As we come to realize that only one act of infidelity occurs in the text—the narrator’s betrayal of our trust—we cease to believe in the narrator and in the philosophy he is propounding. The narrator goes on to accuse us of being the sort of readers who need detailed chapter titles so that we can understand what is happening, or who claim to have read the text when we have only skimmed the titles (Chapter CXIII). Furthermore, the narrator increasingly ignores Rubião, with whom we have come to identify. We catch only an occasional glimpse of Rubião as he spirals downward to insanity and penury, the narrator, like Rubião’s faithless friends in Rio de Janeiro, is eager to move on to other, more interesting topics. Our frustration turns to shock in the final chapters of the novel; nothing in the text, we feel, has prepared us for the unexpected and miserable deaths of Rubião and Quincas Borba the dog—deaths to which the narrator insultingly suggests we may react with laughter.
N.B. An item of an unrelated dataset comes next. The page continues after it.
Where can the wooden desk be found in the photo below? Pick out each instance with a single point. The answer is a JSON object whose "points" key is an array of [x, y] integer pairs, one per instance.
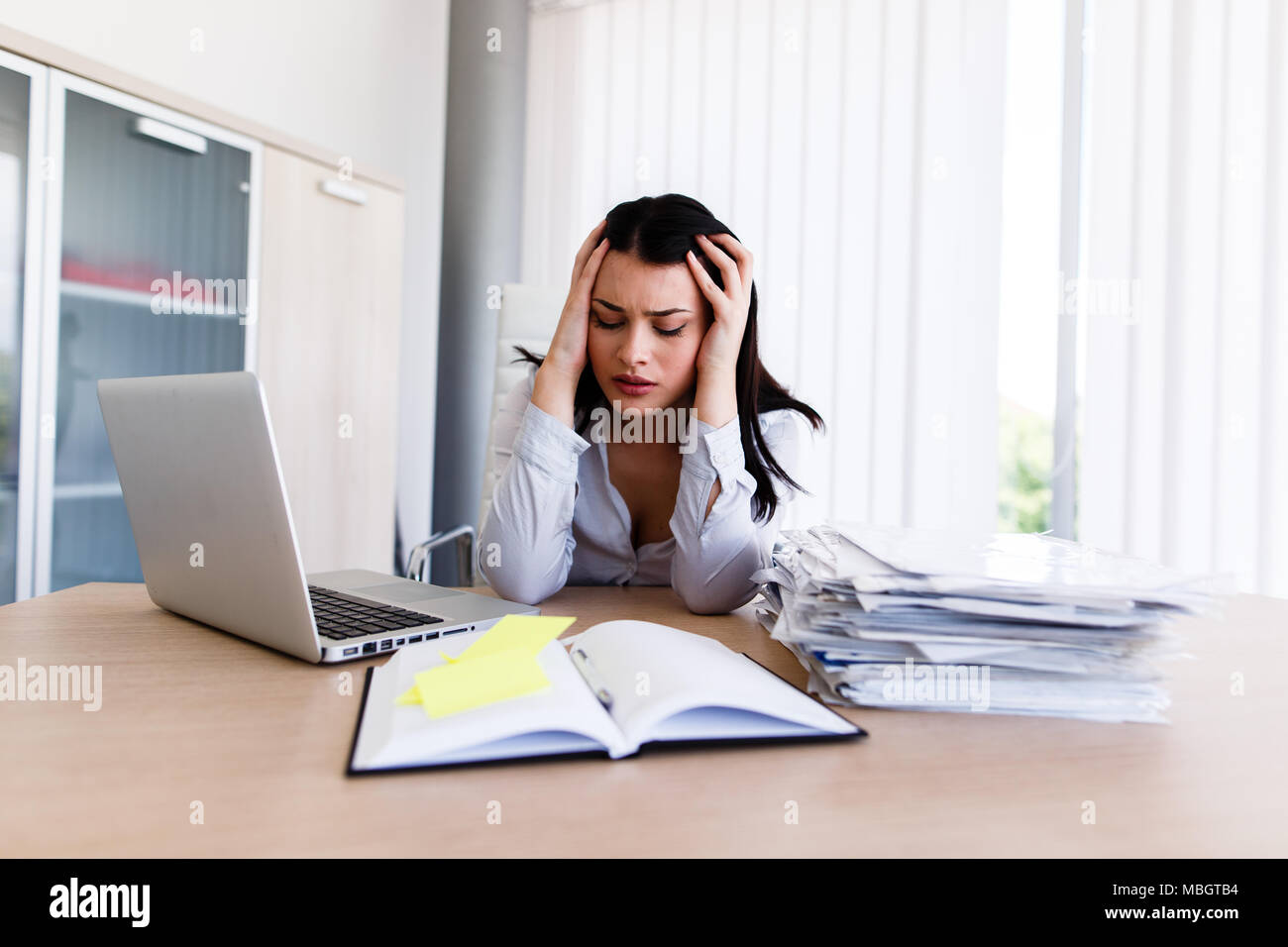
{"points": [[262, 741]]}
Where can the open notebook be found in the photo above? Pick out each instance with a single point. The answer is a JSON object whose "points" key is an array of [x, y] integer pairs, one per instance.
{"points": [[618, 685]]}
Araripe Júnior was correct, then, in his perception that Machado was manipulating us, as readers, through his text; he was also correct in implying that Machado had his own philosophy—a philosophy very different from Humanitism. That philosophy, moreover, while expressed through the text of Quincas Borba, transcends the particular—the details of nineteenth-century Brazilian life and society upon which this introduction has necessarily focused. Rubião, despite some positive qualities and the affection Machado leads us to feel for him, is very much an antihero; Quincas Borba can usefully be read as an antinovel through which Machado sought to express a skepticism so absolute and universal that it approaches an antiphilosophy.

Unlike Quincas Borba the philosopher, Machado did not reject the existence of evil in the world; unlike Saint Augustine, the emblem of Quincas Borba’s final insanity, Machado did not believe that any external force—other than the pitiless and unknowable operations of blind chance—controls our lives for good or evil.